Fenomena-fenomena menarik yang mengundang perdebatan akhir-akhir ini sering masif terjadi. Fenomena ini entah murni tak sengaja ter-up ataupun bisa jadi disengaja untuk menggiring opini publik. Publik tadinya ramai mendiskusikan dan menyelesaikan masalah yang menjadi prioritas penting untuk diselesaikan, tetapi secara tidak sadar kita malah di giring dan disibukan kepada hal-hal yang semestinya tidak terjadi dalam situasi saat ini.
Fenomena yang hangat diperbincangkan adalah mengenai pernyataan Habieb Ja'far di salah satu acara YouTube bersama Nagita Slavina. Tak hanya mengundang Habieb Ja'far, Nagita Slavina-pun mengundang dua pasangan yang menjadi buah bibir masyarakat akhir-akhir ini yaitu Thoriq Halilintar dan Fuji.
Dalam potongan talkshow (wawancara) yang tersebar di internet (terutama platform tiktok), Habieb Husein Ja'far mengatakan bahwa pacaran itu bisa saja disebut seperti ta'arufan. Pernyataan tersebut mengundang banyak komentar dari pelbagai macam pegiat sosial media. Namun, penulis menyarankan untuk kita semua agar melihat hasil pernyataan tersebut secara keseluruhan tidak setengah-setengah asal menilai video orang lain yang telah dipotong agar nantinya tidak menimbulkan mispersepsi dan memahami konteks yang ada secara keseluruhan.
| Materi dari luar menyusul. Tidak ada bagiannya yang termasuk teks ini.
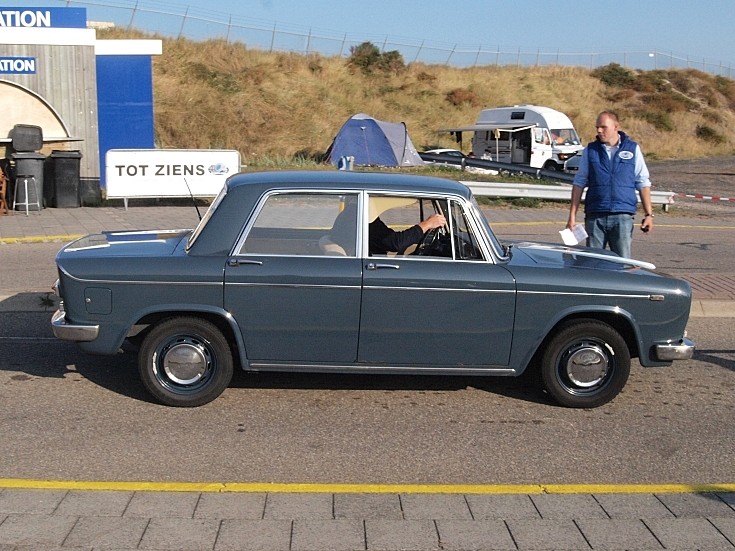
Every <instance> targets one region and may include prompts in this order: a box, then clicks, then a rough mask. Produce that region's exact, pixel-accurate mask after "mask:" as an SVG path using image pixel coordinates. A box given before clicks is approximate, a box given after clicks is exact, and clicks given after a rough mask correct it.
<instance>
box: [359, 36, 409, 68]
mask: <svg viewBox="0 0 735 551" xmlns="http://www.w3.org/2000/svg"><path fill="white" fill-rule="evenodd" d="M348 63H349V64H350V65H351V66H353V67H357V68H359V69H360V70H361V71H362V72H363V73H364V74H366V75H369V74H372V73H375V72H382V73H392V74H398V73H400V72H402V71H404V70H405V69H406V64H405V63H404V61H403V56H402V55H401V53H400V52H399V51H398V50H391V51H389V52H384V53H380V50H379V49H378V47H377V46H376V45H375V44H373V43H372V42H363V43H362V44H359V45H358V46H352V47H351V48H350V57H349V59H348Z"/></svg>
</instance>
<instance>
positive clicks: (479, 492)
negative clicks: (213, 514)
mask: <svg viewBox="0 0 735 551" xmlns="http://www.w3.org/2000/svg"><path fill="white" fill-rule="evenodd" d="M0 488H5V489H11V488H13V489H41V490H108V491H110V490H115V491H137V492H237V493H331V494H345V493H359V494H371V493H378V494H662V493H712V492H735V484H732V483H723V484H717V483H712V484H306V483H304V484H299V483H290V484H289V483H268V482H252V483H250V482H225V483H222V482H105V481H76V480H31V479H22V478H0Z"/></svg>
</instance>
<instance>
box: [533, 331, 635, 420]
mask: <svg viewBox="0 0 735 551" xmlns="http://www.w3.org/2000/svg"><path fill="white" fill-rule="evenodd" d="M629 374H630V351H629V350H628V346H627V345H626V343H625V340H624V339H623V337H622V336H621V335H620V333H618V332H617V331H616V330H615V329H613V328H612V327H610V326H609V325H607V324H606V323H602V322H599V321H596V320H576V321H572V322H570V323H567V324H566V325H564V326H562V327H561V328H560V329H559V330H558V331H557V332H556V334H555V335H554V336H553V337H552V338H551V340H550V341H549V343H548V344H547V346H546V349H545V351H544V354H543V356H542V359H541V378H542V381H543V384H544V387H545V388H546V391H547V392H548V393H549V394H550V395H551V396H552V397H553V398H554V399H555V400H556V401H557V402H558V403H559V404H561V405H563V406H567V407H573V408H593V407H598V406H601V405H603V404H606V403H607V402H609V401H610V400H612V399H613V398H615V396H617V395H618V394H619V393H620V391H621V390H622V389H623V387H624V386H625V383H626V382H627V381H628V375H629Z"/></svg>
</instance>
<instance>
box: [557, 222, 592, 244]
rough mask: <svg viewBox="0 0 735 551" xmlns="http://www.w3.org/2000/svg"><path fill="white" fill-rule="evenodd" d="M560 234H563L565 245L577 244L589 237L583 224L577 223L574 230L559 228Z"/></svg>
mask: <svg viewBox="0 0 735 551" xmlns="http://www.w3.org/2000/svg"><path fill="white" fill-rule="evenodd" d="M559 235H561V240H562V241H564V244H565V245H576V244H578V243H580V242H582V241H584V240H585V239H587V232H586V231H585V230H584V225H582V224H577V225H576V226H574V229H573V230H570V229H569V228H564V229H563V230H559Z"/></svg>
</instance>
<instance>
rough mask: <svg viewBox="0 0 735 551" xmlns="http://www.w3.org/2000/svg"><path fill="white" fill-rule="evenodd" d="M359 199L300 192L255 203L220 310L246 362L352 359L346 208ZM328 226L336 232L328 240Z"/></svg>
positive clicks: (226, 274)
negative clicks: (232, 325) (227, 316)
mask: <svg viewBox="0 0 735 551" xmlns="http://www.w3.org/2000/svg"><path fill="white" fill-rule="evenodd" d="M357 201H358V195H357V194H354V193H353V194H338V193H322V192H311V193H310V192H303V191H301V192H275V193H271V194H270V195H268V196H267V197H266V198H264V199H263V200H262V201H261V204H260V206H259V207H258V209H257V213H256V215H255V217H254V220H253V221H252V222H251V223H250V224H249V226H248V228H246V231H245V232H244V234H243V236H242V237H241V238H240V240H239V242H238V245H237V246H236V248H235V252H234V254H232V255H231V257H230V258H229V260H228V262H227V266H226V267H225V291H224V303H225V308H226V309H227V310H228V311H229V312H230V313H231V314H232V316H233V317H234V318H235V321H236V322H237V325H238V326H239V327H240V329H241V331H242V337H243V341H244V343H245V349H246V353H247V357H248V361H249V362H251V364H252V363H253V362H256V363H257V362H264V363H278V362H286V363H288V362H295V363H304V364H308V363H352V362H354V361H355V359H356V357H357V340H358V326H359V321H360V318H359V313H360V298H361V285H362V262H361V261H360V259H359V258H357V255H356V254H355V251H356V250H357V248H356V247H357V216H356V213H357V210H356V208H355V209H354V210H350V211H348V212H346V209H345V205H346V204H349V205H350V207H351V208H352V206H353V205H356V204H357ZM340 214H342V216H339V215H340ZM345 215H348V216H345ZM338 218H339V221H338V220H337V219H338ZM333 226H339V234H340V235H339V236H336V237H335V238H334V239H333V240H332V239H330V238H329V236H330V232H332V229H333ZM336 230H337V228H335V231H336ZM332 233H334V232H332ZM333 237H334V236H333ZM337 241H339V242H341V245H340V244H338V243H337Z"/></svg>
Untuk menghindari perdebatan yang panjang mengenai konsep pacaran dan ta'arufan. Penulis akan mencoba untuk melihatnya dari segi sejarah, definisi dan makna mengenai hubungan pacaran atau ta'arufan tersebut.
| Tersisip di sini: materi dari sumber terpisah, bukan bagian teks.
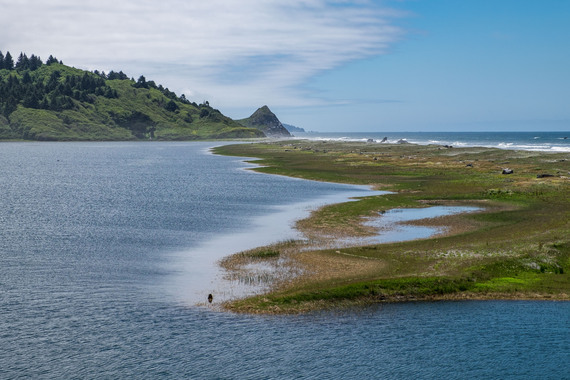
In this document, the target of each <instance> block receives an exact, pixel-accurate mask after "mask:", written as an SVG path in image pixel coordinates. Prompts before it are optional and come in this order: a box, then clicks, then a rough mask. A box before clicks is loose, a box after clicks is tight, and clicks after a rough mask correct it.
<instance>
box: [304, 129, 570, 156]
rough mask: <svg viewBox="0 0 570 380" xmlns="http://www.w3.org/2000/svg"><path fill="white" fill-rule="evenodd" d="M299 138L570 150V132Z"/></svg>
mask: <svg viewBox="0 0 570 380" xmlns="http://www.w3.org/2000/svg"><path fill="white" fill-rule="evenodd" d="M295 137H296V138H309V139H316V140H336V141H368V140H369V139H371V140H373V141H374V142H376V143H381V142H382V141H383V140H384V138H387V142H388V143H397V142H398V141H400V140H404V141H406V142H409V143H412V144H420V145H428V144H437V145H451V146H453V147H457V148H460V147H473V146H482V147H489V148H500V149H513V150H514V149H518V150H529V151H541V152H570V129H569V131H568V132H352V133H339V132H335V133H326V132H309V133H295Z"/></svg>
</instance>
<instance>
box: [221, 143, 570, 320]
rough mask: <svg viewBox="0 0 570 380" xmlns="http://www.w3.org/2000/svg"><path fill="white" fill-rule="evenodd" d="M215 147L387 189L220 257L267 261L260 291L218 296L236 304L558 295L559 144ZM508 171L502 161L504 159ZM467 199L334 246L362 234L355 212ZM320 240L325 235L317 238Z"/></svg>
mask: <svg viewBox="0 0 570 380" xmlns="http://www.w3.org/2000/svg"><path fill="white" fill-rule="evenodd" d="M215 152H216V153H218V154H224V155H235V156H245V157H257V158H259V159H260V160H257V161H255V162H256V163H258V164H260V165H261V166H260V167H258V168H257V169H255V170H257V171H260V172H264V173H271V174H279V175H287V176H293V177H299V178H305V179H312V180H320V181H331V182H340V183H351V184H364V185H370V186H372V187H373V188H376V189H381V190H389V191H391V193H390V194H388V195H379V196H370V197H365V198H362V199H359V200H357V201H351V202H346V203H342V204H335V205H330V206H326V207H324V208H322V209H320V210H317V211H314V212H312V214H311V216H310V217H309V218H308V219H306V220H301V221H299V222H298V223H297V228H299V229H300V230H301V231H303V232H304V233H305V235H306V236H307V237H308V239H307V240H306V241H290V242H280V243H278V244H275V245H274V246H270V247H260V248H258V249H255V250H252V251H248V252H240V253H237V254H235V255H233V256H231V257H229V258H227V259H225V260H223V261H222V265H223V266H224V267H225V268H226V269H227V270H228V275H230V276H234V277H238V278H239V277H242V278H248V276H249V278H255V276H257V277H260V275H259V274H258V273H257V274H256V273H255V271H256V269H255V268H256V264H262V265H260V266H259V267H261V268H267V267H273V268H274V270H273V271H271V272H270V273H271V274H269V275H267V274H265V275H264V276H265V277H264V280H265V281H269V282H270V284H271V289H272V290H271V291H270V292H268V293H267V294H262V295H257V296H252V297H249V298H246V299H239V300H234V301H231V302H229V303H227V304H226V305H225V306H226V307H227V309H229V310H232V311H236V312H248V313H297V312H305V311H310V310H317V309H325V308H334V307H342V306H350V305H358V304H370V303H376V302H392V301H412V300H462V299H540V300H569V298H570V297H569V294H570V277H569V274H568V273H569V272H570V202H569V200H570V155H569V154H568V153H557V154H552V153H544V152H529V151H512V150H501V149H491V148H453V147H445V146H436V145H432V146H419V145H413V144H379V143H348V142H342V143H337V142H316V141H280V142H273V143H256V144H238V145H228V146H222V147H218V148H216V149H215ZM507 168H508V169H510V170H512V173H510V174H506V173H509V172H510V171H504V169H507ZM435 204H449V205H476V206H478V207H480V208H481V211H479V212H475V213H466V214H459V215H454V216H447V217H443V218H438V219H428V220H422V221H416V222H414V223H416V224H427V225H441V226H447V229H446V231H447V232H446V233H445V234H440V235H438V236H435V237H433V238H429V239H422V240H413V241H407V242H400V243H393V244H376V245H367V246H350V247H346V246H343V247H340V248H339V247H338V246H335V245H334V244H332V245H331V244H330V243H331V242H333V243H334V241H335V240H337V239H338V238H345V237H349V236H363V235H367V234H374V233H375V231H374V229H372V228H370V227H367V226H366V225H365V224H363V222H364V221H365V220H367V218H371V217H374V216H377V215H379V213H381V212H382V211H385V210H388V209H393V208H403V207H404V208H414V207H427V206H429V205H435ZM327 244H328V245H327Z"/></svg>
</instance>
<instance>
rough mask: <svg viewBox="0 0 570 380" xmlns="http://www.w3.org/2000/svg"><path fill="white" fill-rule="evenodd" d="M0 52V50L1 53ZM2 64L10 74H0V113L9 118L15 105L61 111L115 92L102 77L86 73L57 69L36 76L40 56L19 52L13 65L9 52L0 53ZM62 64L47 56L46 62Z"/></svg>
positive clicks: (29, 107) (60, 61) (39, 65)
mask: <svg viewBox="0 0 570 380" xmlns="http://www.w3.org/2000/svg"><path fill="white" fill-rule="evenodd" d="M0 54H1V53H0ZM1 58H2V67H3V69H4V70H8V71H9V72H10V71H12V70H15V71H16V72H17V73H9V74H8V75H6V76H2V77H0V112H1V113H2V114H3V115H4V116H6V117H9V115H10V114H11V113H12V112H14V111H15V110H16V109H17V108H18V105H19V104H21V105H23V106H24V107H27V108H36V109H46V110H52V111H63V110H66V109H74V108H77V103H76V102H74V100H76V101H78V102H87V103H94V102H95V100H96V97H97V96H104V97H107V98H116V97H118V94H117V92H116V91H115V90H113V89H112V88H111V87H109V86H108V85H107V84H106V83H105V80H104V79H102V78H100V77H98V76H96V75H94V74H92V73H88V72H85V73H84V74H83V75H65V76H63V75H62V73H61V71H59V70H56V71H53V72H52V73H51V75H50V76H49V77H48V78H47V80H46V78H45V77H44V76H42V75H36V74H37V70H38V69H39V68H40V67H41V66H42V64H43V63H42V61H41V59H40V58H39V57H36V56H34V55H32V56H31V57H29V58H28V57H27V56H26V55H25V54H20V57H19V58H18V61H17V62H16V64H14V65H12V64H11V59H12V58H11V55H10V53H9V52H8V53H6V55H1ZM53 63H61V61H57V59H56V58H54V57H53V56H50V58H49V59H48V60H47V61H46V65H51V64H53Z"/></svg>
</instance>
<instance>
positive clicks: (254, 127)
mask: <svg viewBox="0 0 570 380" xmlns="http://www.w3.org/2000/svg"><path fill="white" fill-rule="evenodd" d="M237 122H238V123H240V124H241V125H243V126H244V127H247V128H257V129H259V130H261V131H262V132H263V133H264V134H265V135H266V136H267V137H289V136H291V134H290V133H289V131H288V130H287V129H286V128H285V127H284V126H283V124H281V122H280V121H279V119H278V118H277V116H275V114H274V113H273V112H271V110H270V109H269V107H267V106H263V107H261V108H259V109H258V110H257V111H255V112H254V113H253V114H252V115H251V116H250V117H248V118H246V119H241V120H237Z"/></svg>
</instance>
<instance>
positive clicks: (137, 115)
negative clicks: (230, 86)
mask: <svg viewBox="0 0 570 380" xmlns="http://www.w3.org/2000/svg"><path fill="white" fill-rule="evenodd" d="M249 137H264V134H263V132H261V131H260V130H258V129H256V128H251V127H245V126H243V125H241V124H239V123H237V122H236V121H234V120H232V119H230V118H229V117H227V116H224V115H223V114H222V113H221V112H220V111H218V110H216V109H214V108H212V107H211V106H210V105H209V104H208V102H204V103H203V104H196V103H194V102H190V101H189V100H187V99H186V98H185V96H184V95H182V96H180V97H179V96H177V95H176V94H175V93H173V92H172V91H170V90H168V89H167V88H164V87H163V86H161V85H158V86H157V85H156V84H155V83H154V82H153V81H146V79H145V78H144V77H143V76H141V77H140V78H139V79H138V80H137V81H134V80H133V79H129V78H128V77H127V76H126V75H125V74H124V73H122V72H119V73H116V72H113V71H111V72H110V73H109V74H105V73H99V72H98V71H94V72H89V71H84V70H79V69H76V68H73V67H69V66H66V65H64V64H63V63H62V62H61V61H58V60H57V59H55V58H53V57H51V56H50V58H49V59H48V60H47V61H46V63H45V64H44V63H43V62H42V61H41V60H40V59H39V58H38V57H35V56H33V55H32V56H31V57H29V58H28V57H27V56H25V55H22V54H21V55H20V57H19V58H18V60H17V62H16V63H14V62H13V60H12V58H11V56H9V53H7V54H6V56H4V55H2V53H1V52H0V139H4V140H9V139H24V140H52V141H62V140H143V139H144V140H147V139H157V140H197V139H224V138H249Z"/></svg>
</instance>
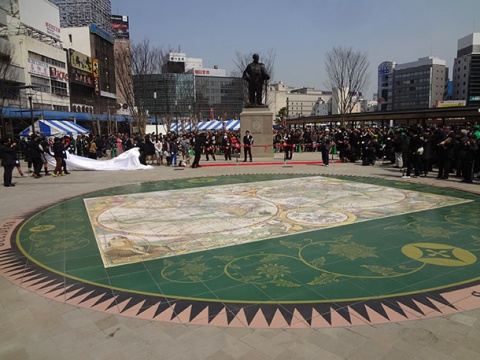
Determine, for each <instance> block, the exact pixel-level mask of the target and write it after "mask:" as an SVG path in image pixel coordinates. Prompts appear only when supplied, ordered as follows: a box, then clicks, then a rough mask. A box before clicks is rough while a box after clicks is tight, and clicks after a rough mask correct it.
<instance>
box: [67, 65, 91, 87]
mask: <svg viewBox="0 0 480 360" xmlns="http://www.w3.org/2000/svg"><path fill="white" fill-rule="evenodd" d="M70 80H71V81H73V82H75V83H77V84H82V85H86V86H90V87H94V84H93V77H92V75H91V74H89V73H86V72H84V71H81V70H77V69H72V71H71V73H70Z"/></svg>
SEJARAH ADANYA HUBUNGAN MANUSIA (BERPACARAN) ANTARA LAKI-LAKI DAN PEREMPUANÂ
Di kutip dari idn times, sejarah hubungan antar kedua insan laki-laki dan perempuan diawali pada saat selesainya perang Dunia I. Saat itu, di Barat, hubungan antara laki-laki dan perempuan harus selalu sejalan dengan kemauan orang tua. Artinya, sang anak harus menikah sesuai dengan kriteria yang orang tua inginkan atau kita sebut hal ini sebagai era perjodohan. Dalam perjodohan ini, mungkin belum tentu sang anak benar-benar mau dengan orang yang di jodohkan oleh orang tuanya tersebut, atau bahkan karena akibat perjodohan ibaratnya seperti membeli kucing dalam karung, yang tadinya tujuan menikah untuk mendapatkan kebahagiaan justru malah sebaliknya.
Hingga pada akhirnya adanya hubungan laki-laki dan perempuan ini mendobrak budaya perjodohan yang bias dengan persepsi keterikatan itu sendiri.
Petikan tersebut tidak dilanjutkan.